Финальная шестерка (Монир) - страница 41

Все вокруг, к полному моему шоку, согласно кивают. Раньше я расстраивалась из-за того, что мы за последние два года дважды переезжали, теперь начинаю осознавать, как мне повезло. Мои-то все целы, и тем страшнее было бы потерять кого-то из них.

– У меня даже и страны не осталось, – говорит, глядя в пол, Ашер. – Святой земли больше нет, а в поселениях для беженцев что за жизнь. Европа – моя единственная надежда.

– Как и у всех нас, – подхватывает Диана. – Будем молиться, чтобы после выбора финальной шестерки остальные сумели как-то справиться с ситуацией.
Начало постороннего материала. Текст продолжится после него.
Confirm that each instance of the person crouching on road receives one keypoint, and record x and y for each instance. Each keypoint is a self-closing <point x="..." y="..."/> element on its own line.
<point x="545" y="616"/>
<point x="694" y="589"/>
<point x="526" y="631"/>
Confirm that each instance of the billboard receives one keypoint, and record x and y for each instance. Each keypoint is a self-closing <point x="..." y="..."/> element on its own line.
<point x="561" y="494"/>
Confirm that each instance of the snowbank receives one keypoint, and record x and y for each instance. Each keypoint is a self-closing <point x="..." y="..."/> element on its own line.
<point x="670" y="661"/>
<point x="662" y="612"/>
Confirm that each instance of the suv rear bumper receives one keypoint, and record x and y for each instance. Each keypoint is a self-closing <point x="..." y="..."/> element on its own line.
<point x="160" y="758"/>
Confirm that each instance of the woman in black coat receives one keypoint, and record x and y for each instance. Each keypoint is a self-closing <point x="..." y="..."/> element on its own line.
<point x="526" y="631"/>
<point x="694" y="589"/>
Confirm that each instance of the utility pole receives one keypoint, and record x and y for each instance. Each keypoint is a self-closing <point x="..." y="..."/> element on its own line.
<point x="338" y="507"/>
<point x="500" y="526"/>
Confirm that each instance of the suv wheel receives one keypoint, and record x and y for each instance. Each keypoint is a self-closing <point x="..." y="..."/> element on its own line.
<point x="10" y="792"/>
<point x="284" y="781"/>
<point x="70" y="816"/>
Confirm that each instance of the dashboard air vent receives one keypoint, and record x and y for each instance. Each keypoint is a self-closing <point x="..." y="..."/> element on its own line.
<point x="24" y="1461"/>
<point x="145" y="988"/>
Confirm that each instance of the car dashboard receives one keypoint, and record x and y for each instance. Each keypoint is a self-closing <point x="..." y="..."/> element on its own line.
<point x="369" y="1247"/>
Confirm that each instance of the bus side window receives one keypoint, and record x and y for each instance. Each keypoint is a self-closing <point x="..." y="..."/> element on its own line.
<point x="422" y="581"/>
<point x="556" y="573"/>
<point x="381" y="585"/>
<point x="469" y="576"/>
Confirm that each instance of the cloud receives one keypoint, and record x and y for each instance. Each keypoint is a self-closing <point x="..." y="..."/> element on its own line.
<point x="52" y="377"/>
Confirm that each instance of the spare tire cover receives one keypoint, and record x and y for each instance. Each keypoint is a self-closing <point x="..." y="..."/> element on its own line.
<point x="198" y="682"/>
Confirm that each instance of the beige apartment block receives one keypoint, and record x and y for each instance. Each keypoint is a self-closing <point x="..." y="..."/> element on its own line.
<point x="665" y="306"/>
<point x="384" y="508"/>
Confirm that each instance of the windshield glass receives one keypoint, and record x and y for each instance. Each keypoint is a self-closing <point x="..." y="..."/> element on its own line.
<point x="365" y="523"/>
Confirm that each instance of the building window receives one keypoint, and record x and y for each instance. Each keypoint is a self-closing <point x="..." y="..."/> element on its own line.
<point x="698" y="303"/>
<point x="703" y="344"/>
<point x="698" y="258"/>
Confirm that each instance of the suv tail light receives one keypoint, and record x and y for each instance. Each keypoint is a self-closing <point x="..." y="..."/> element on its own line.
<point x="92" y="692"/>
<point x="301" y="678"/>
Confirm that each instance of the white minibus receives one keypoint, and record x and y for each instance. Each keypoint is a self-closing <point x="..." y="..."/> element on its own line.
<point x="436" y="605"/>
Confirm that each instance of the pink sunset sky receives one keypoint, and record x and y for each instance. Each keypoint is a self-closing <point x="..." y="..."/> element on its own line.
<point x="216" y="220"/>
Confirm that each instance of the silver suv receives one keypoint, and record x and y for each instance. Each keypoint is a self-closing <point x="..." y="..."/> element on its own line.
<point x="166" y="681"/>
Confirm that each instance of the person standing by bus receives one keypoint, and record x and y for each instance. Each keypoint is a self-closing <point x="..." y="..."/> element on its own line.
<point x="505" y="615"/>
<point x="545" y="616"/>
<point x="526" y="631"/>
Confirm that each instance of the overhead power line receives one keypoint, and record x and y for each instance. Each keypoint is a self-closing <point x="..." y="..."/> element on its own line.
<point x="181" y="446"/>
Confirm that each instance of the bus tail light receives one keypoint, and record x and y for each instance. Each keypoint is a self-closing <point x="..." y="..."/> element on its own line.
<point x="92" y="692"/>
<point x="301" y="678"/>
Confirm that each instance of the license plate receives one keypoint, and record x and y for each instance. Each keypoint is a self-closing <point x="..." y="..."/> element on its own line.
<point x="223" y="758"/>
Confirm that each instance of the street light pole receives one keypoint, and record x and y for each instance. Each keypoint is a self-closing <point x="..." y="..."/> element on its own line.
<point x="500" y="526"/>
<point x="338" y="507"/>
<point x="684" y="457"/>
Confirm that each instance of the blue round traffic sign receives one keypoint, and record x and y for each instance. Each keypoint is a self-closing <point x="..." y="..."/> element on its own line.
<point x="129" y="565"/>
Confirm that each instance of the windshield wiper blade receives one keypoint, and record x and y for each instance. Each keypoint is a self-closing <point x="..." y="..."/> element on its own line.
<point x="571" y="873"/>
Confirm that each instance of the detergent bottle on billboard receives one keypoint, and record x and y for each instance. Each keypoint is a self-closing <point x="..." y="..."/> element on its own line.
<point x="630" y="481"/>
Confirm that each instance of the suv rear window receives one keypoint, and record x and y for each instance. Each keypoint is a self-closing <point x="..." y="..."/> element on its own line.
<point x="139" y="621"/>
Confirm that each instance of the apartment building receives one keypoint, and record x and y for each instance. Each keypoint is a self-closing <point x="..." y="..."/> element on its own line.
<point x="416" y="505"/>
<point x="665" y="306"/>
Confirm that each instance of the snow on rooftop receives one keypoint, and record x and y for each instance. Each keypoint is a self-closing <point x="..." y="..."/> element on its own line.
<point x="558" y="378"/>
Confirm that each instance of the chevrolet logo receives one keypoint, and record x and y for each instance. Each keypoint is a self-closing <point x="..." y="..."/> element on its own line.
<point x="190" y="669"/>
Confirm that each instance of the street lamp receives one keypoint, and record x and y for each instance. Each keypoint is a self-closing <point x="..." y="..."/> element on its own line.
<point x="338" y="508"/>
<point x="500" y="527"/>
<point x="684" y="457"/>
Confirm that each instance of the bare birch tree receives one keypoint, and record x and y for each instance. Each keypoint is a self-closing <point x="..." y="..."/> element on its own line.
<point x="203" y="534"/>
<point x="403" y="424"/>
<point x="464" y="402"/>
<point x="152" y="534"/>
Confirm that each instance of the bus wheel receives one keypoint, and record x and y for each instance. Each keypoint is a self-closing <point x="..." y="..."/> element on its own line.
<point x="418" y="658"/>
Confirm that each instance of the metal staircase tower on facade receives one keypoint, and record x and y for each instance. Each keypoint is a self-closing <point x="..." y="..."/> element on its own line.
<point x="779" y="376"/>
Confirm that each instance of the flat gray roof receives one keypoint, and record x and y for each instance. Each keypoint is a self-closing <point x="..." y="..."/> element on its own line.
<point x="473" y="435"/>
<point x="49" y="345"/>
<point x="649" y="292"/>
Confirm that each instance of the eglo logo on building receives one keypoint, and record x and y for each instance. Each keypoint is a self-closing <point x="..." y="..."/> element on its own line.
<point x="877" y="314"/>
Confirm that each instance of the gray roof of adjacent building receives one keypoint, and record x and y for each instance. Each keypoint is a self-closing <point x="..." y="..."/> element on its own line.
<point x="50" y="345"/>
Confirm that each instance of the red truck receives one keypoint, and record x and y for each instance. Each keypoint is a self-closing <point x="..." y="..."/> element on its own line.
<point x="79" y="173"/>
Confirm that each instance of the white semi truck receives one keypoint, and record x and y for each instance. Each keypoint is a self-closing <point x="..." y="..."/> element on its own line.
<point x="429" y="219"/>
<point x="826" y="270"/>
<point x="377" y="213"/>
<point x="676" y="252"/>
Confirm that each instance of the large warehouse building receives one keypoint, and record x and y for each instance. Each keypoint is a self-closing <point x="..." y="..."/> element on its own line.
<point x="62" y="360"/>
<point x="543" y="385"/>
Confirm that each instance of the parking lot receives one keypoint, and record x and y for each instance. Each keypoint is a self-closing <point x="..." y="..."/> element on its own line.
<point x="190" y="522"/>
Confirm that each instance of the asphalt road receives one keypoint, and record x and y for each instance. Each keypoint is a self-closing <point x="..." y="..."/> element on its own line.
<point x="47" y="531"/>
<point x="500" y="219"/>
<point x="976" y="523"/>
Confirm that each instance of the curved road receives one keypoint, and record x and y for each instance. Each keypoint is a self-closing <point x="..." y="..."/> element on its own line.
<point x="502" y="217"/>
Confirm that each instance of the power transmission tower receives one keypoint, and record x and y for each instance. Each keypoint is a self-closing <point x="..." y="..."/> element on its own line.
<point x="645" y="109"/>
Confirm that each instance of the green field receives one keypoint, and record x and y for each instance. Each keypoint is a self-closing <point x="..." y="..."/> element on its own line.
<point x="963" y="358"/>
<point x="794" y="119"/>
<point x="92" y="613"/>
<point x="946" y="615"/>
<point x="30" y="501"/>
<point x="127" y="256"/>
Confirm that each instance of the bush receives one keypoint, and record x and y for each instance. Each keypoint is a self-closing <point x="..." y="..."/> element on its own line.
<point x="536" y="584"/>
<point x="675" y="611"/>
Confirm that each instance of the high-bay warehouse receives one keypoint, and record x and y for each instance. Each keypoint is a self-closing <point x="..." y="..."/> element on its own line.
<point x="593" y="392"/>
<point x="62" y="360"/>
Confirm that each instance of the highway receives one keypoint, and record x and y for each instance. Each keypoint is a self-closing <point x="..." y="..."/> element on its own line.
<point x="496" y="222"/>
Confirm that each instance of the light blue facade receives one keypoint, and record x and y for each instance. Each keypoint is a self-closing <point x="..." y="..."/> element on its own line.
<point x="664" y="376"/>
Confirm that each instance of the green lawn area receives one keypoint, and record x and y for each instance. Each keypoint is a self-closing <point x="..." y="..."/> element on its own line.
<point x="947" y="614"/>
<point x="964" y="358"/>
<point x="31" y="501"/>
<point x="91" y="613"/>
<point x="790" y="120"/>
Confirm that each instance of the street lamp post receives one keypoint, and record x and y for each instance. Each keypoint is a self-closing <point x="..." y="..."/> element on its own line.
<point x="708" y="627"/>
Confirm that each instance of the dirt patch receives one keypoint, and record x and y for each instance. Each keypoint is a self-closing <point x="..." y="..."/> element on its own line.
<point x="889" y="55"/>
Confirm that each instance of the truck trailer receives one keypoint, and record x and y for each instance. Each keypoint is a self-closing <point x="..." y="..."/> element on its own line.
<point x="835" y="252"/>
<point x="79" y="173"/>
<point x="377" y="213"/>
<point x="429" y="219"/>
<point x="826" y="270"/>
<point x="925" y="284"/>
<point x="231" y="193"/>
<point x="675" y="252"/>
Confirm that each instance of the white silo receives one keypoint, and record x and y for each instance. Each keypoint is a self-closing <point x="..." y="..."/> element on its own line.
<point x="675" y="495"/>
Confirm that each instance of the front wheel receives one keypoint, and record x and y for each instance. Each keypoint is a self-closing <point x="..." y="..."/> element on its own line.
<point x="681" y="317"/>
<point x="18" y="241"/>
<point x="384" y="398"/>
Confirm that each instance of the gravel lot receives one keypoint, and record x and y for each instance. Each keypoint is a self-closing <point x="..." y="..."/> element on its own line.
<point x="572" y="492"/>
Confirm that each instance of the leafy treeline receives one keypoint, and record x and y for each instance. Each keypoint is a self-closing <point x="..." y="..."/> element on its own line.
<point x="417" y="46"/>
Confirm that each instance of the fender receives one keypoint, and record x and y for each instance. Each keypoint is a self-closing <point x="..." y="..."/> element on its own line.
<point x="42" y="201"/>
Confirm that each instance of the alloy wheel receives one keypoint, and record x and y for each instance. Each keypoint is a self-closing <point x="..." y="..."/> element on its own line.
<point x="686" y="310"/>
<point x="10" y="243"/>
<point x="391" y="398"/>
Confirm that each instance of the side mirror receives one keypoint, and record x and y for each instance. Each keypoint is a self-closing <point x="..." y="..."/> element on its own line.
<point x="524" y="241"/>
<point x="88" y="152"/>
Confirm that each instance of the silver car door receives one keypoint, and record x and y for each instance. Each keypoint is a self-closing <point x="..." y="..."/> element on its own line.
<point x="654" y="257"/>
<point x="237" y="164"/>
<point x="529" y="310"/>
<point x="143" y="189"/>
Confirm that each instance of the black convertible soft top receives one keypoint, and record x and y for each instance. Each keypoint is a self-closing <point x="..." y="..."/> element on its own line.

Лео вдруг вскакивает и выходит в библиотеку. Я, повинуясь импульсу, иду следом.

– Ты в порядке?

Он не обращает на меня никакого внимания, но я беру его за руку и останавливаю в разделе «История покорения космоса».

– Что с тобой, Лео?

– Даже думать не хочется, – выпаливает он, глядя прямо перед собой, словно меня здесь и нет. – Не знаю, что буду делать, если меня вынудят вернуться домой.

– Почему? – шепчу я.

– Снова слышать их голоса… ждать, что они войдут в дверь. Не могу больше.

– Мне так жаль, Лео, – говорю я сведенным горлом. – Не рассказывай больше, если не хочешь.

Его взгляд фокусируется на мне.

– У меня сестренка была. – Слова вырываются из него, как из давно закупоренной бутылки. – Анджелика. Тебе бы она понравилась. Шустрая такая, забавная, наше общее солнышко. И сорванец, конечно… – Он светлеет и тут же гаснет опять. – Я не должен был видеть ее там, под водой, с лицом…

Я обнимаю его с глазами, полными слез. Чувствую, как стучит его сердце, как вздымается его грудь при каждом неровном вздохе.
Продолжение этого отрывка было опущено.